EntitySynonymMapper appearently needs word stems instead of words

I am using the default pipeline as advised in the RASA documentation (See “The Short Answer” at Choosing a Pipeline, but could not get EntitySynonymMapper to work properly directly.

I had defined the following synonym for distance

synonym:distance

  • km
  • kms
  • kilometre
  • kilometres
  • mile
  • miles
  • distance

for intent that should recognise questions about distance, such as:

However, when I say “Tell me the kilometres I walked today”, the system (DIETClassifier) would identify “kilomet” as entity “unit” instead of mapping it to “distance” as it is supposed to happen. I understand that the underlying components are using word stems to perform natural language understanding. However, I do not understand why the “DIETClassifier” entity extractor returns the word stem instead of the whole word. Further, I also could not find anywhere in the documentation that we are supposed to use word stems in the synonym mapping definition. I think this is a bug, please correct me if I am wrong. Further, to fix all synonyms in my current version, please let me know which word stemmer the system is exactly using.

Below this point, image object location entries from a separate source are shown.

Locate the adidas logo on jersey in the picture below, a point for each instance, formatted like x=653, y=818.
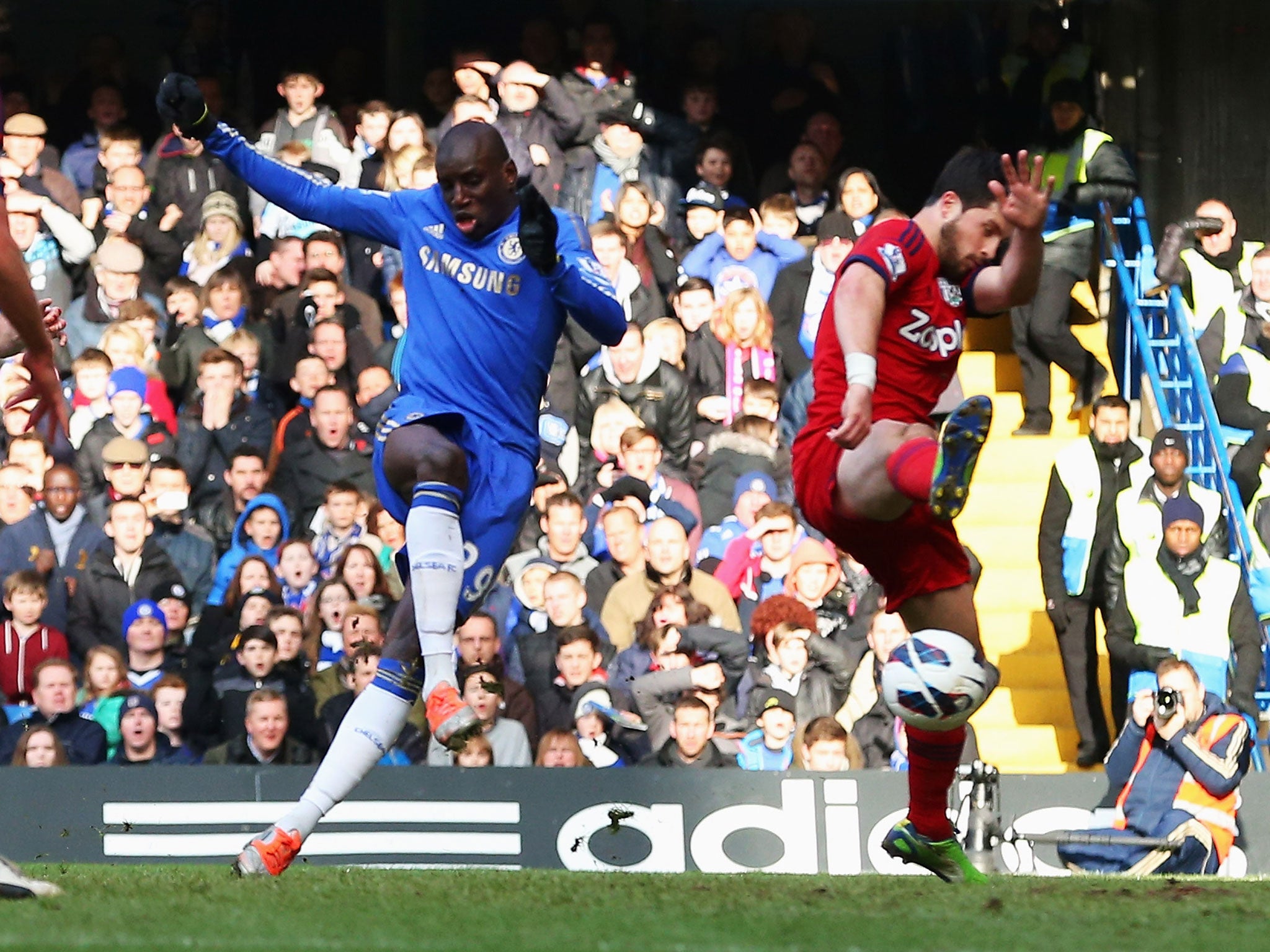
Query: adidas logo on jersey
x=939, y=340
x=894, y=259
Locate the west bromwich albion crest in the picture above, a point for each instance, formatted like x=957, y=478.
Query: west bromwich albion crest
x=894, y=258
x=510, y=250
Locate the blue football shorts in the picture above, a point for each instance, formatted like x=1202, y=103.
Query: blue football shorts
x=499, y=488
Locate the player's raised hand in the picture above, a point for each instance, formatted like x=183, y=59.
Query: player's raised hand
x=46, y=387
x=1025, y=196
x=539, y=230
x=55, y=325
x=856, y=418
x=180, y=104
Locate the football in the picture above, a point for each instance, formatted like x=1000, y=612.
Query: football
x=934, y=681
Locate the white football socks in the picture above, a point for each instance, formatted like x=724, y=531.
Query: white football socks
x=435, y=544
x=368, y=731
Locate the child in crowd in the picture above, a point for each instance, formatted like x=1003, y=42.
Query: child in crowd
x=145, y=632
x=779, y=216
x=25, y=641
x=761, y=398
x=770, y=747
x=182, y=299
x=219, y=242
x=92, y=372
x=299, y=573
x=324, y=621
x=477, y=753
x=667, y=339
x=126, y=347
x=510, y=744
x=259, y=532
x=106, y=682
x=340, y=527
x=169, y=696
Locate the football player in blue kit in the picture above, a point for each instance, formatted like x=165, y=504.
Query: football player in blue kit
x=491, y=276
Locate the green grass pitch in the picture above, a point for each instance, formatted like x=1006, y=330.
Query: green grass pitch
x=123, y=908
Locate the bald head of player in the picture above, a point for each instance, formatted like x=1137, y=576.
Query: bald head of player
x=477, y=178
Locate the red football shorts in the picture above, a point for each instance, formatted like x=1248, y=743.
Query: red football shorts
x=908, y=557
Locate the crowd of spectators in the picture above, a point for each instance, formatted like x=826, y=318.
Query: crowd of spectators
x=200, y=571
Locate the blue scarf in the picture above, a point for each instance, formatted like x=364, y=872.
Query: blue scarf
x=216, y=329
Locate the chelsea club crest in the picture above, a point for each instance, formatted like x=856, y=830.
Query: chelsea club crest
x=510, y=250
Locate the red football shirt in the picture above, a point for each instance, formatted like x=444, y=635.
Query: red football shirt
x=920, y=340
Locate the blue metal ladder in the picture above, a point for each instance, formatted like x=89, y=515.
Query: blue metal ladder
x=1152, y=338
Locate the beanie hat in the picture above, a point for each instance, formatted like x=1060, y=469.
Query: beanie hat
x=144, y=609
x=753, y=482
x=1170, y=438
x=131, y=380
x=221, y=203
x=809, y=551
x=1181, y=508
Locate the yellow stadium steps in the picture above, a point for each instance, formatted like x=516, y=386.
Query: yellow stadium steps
x=1026, y=726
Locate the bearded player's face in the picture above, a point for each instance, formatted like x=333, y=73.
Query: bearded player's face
x=970, y=239
x=475, y=182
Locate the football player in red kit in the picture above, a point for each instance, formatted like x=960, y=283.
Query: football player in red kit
x=869, y=470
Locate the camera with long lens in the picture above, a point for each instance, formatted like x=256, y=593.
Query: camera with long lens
x=1168, y=702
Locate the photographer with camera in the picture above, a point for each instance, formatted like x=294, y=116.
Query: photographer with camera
x=1184, y=602
x=1179, y=762
x=1208, y=258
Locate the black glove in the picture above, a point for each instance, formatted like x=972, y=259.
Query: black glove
x=180, y=103
x=1202, y=226
x=539, y=229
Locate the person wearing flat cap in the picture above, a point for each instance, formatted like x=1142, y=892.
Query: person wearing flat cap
x=1186, y=603
x=131, y=214
x=24, y=141
x=116, y=280
x=130, y=419
x=616, y=155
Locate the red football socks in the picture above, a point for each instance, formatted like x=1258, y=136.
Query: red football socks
x=933, y=759
x=912, y=466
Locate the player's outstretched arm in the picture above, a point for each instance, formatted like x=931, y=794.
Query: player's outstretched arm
x=859, y=304
x=578, y=282
x=1024, y=203
x=24, y=315
x=363, y=213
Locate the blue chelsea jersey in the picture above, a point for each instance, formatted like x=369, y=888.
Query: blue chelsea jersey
x=483, y=322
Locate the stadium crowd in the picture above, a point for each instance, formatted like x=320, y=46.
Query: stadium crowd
x=200, y=571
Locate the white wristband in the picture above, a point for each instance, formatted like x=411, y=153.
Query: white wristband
x=863, y=368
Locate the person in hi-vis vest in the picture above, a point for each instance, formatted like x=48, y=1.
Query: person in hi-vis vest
x=1250, y=471
x=1212, y=270
x=1088, y=168
x=1241, y=322
x=1139, y=531
x=1077, y=528
x=1241, y=394
x=1181, y=602
x=1179, y=777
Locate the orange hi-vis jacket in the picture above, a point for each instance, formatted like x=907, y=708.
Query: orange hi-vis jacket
x=1215, y=813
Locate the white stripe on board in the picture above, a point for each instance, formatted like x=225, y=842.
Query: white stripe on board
x=251, y=811
x=226, y=844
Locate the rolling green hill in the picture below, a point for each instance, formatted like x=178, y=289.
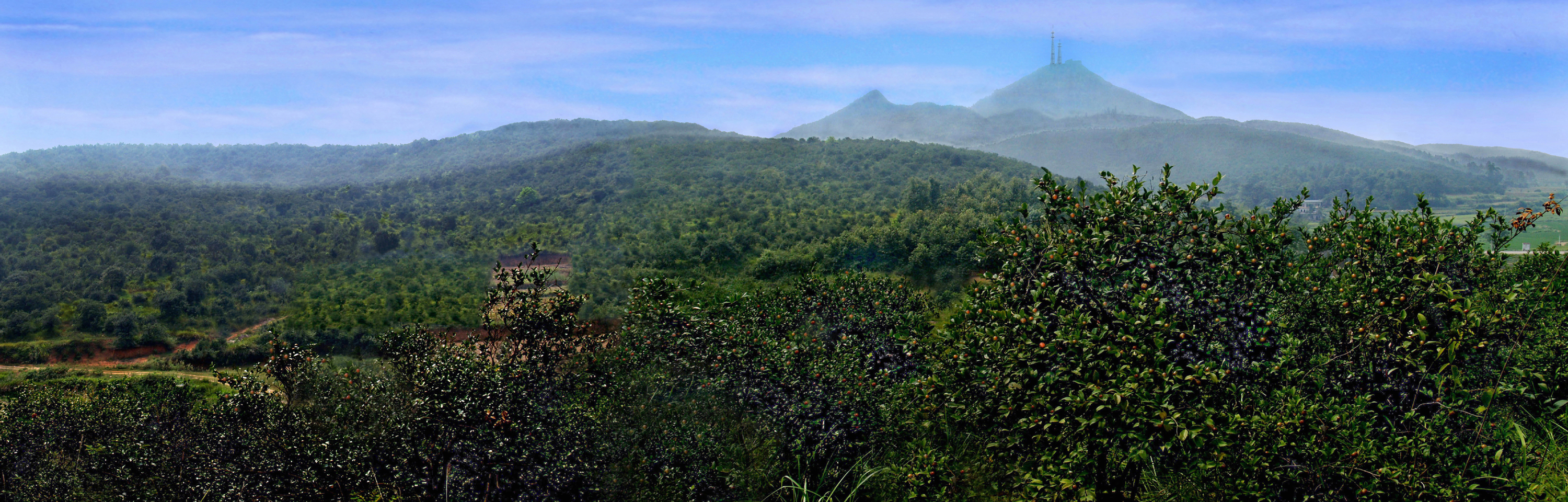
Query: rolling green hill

I noticed that the Lancaster stemmer converts the word “kilometres” to “kilomet”. Is this what is being used?

Thank you

Just to add to this topic, when using the SpaCy tokenizer/featurizer, this issue does not seem to happen. So, I guess this is related to the output of ConveRT tokenizer/featurizer. There is a chance that other components in the pipeline may also use the output of ConveRT incorrectly. Please investigate that further. Furthermore, I am using RASA 1.10.8 in case that matters.

can you revert back your config

I reverted it back to use ConveRT tokenizer/featurizer instead of SpaCy and retrained RASA and again the entity is captured as “kilomet” instead of “kilometres” and is not handled by the EntitySynonymMapper (if I do not explicitly add “kilomet” to the synonym list) . I also tried the American spelling “kilometers” and it produced the same incorrect behaviour.